Quality, Compliance & Performance
- Implement data quality/performance standards; define KPIs for accuracy, completeness, and consistency.
- Apply data versioning and lineage tracking for compliance, traceability, and audit readiness.
- Follow software best practices (code versioning, DevOps integration, documentation).
Cross-Functional Collaboration
- Engage scientific/technical/operations stakeholders to understand requirements, design solutions, and drive adoption.
- Support multiple concurrent projects, managing priorities and delivering business value across the TDS network.
Qualifications
Required
- Advanced degree in Engineering, Data Science, Life Sciences, Computer Science, or related field (advanced degree preferred).
- 3+ years of experience in data engineering, including data modeling and database design (preferably in scientific, manufacturing, or healthcare environments).
- Proficiency with Python, R, SQL, and cloud-based architectures (e.g., AWS, Snowflake, Redshift).
- Experience with NoSQL and graph databases.
- Strong analytical, problem-solving, and stakeholder-management skills; ability to translate discussions into actionable requirements.
- Ability to drive multiple projects concurrently with strong organization and adaptability.
Preferred
- Experience with regulated/standards-driven data environments (e.g., CDISC, HL7, FHIR, OMOP, DICOM; manufacturing/quality data standards).
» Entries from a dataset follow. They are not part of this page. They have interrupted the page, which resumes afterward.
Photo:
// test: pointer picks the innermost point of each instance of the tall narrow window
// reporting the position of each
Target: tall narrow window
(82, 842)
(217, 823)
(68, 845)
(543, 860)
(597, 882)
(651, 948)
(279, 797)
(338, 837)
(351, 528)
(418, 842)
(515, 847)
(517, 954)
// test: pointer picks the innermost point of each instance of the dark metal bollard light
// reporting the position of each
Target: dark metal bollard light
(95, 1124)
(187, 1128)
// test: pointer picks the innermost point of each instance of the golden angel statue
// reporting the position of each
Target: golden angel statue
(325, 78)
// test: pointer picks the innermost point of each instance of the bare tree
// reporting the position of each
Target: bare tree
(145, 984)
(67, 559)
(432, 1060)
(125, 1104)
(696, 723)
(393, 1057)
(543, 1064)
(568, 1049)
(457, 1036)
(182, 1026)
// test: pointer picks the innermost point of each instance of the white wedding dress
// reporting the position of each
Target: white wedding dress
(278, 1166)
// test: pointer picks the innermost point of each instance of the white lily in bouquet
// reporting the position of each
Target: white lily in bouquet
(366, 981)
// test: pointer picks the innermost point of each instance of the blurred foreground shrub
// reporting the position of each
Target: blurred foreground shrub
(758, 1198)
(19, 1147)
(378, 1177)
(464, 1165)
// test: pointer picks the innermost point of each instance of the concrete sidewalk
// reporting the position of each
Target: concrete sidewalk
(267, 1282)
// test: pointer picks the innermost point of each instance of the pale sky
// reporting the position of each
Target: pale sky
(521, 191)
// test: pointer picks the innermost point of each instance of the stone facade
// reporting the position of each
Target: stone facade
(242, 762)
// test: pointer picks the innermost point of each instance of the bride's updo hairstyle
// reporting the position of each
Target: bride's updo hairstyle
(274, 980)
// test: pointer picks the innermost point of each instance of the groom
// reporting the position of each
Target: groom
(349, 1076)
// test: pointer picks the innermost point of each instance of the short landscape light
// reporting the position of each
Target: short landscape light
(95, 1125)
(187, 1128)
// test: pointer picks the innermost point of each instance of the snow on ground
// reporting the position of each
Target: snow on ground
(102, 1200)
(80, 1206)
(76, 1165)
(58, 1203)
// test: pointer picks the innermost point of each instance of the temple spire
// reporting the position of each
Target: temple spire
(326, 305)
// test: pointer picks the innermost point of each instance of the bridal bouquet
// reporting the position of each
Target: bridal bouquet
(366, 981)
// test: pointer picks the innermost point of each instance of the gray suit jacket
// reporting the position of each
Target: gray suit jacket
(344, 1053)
- Familiarity with high-dimensional data (e.g., imaging, sensor data).
- Experience with MLOps/model deployment workflows.
- Knowledge of manufacturing systems (MES), laboratory information systems, or industrial data systems.
- Exposure to knowledge graphs or ontology-driven architectures.
Benefits (time off)
- Vacation: 120 hours/year; Sick time: 40 hours/year (48 in CO; 56 in WA); Holiday pay incl. floating holidays: 13 days/year.
- Work, Personal and Family Time: up to 40 hours/year.
- Parental Leave: 480 hours within one year of birth/adoption/foster care.
- Bereavement Leave: 240 hours (immediate family) and 40 hours (extended family) per year.
- Caregiver Leave: 80 hours in a 52-week rolling period.
- Volunteer Leave: 32 hours/year.
- Military Spouse Time-Off: 80 hours/year.
Application Instructions
- Candidate interested in US-based locations, please apply to R-069212.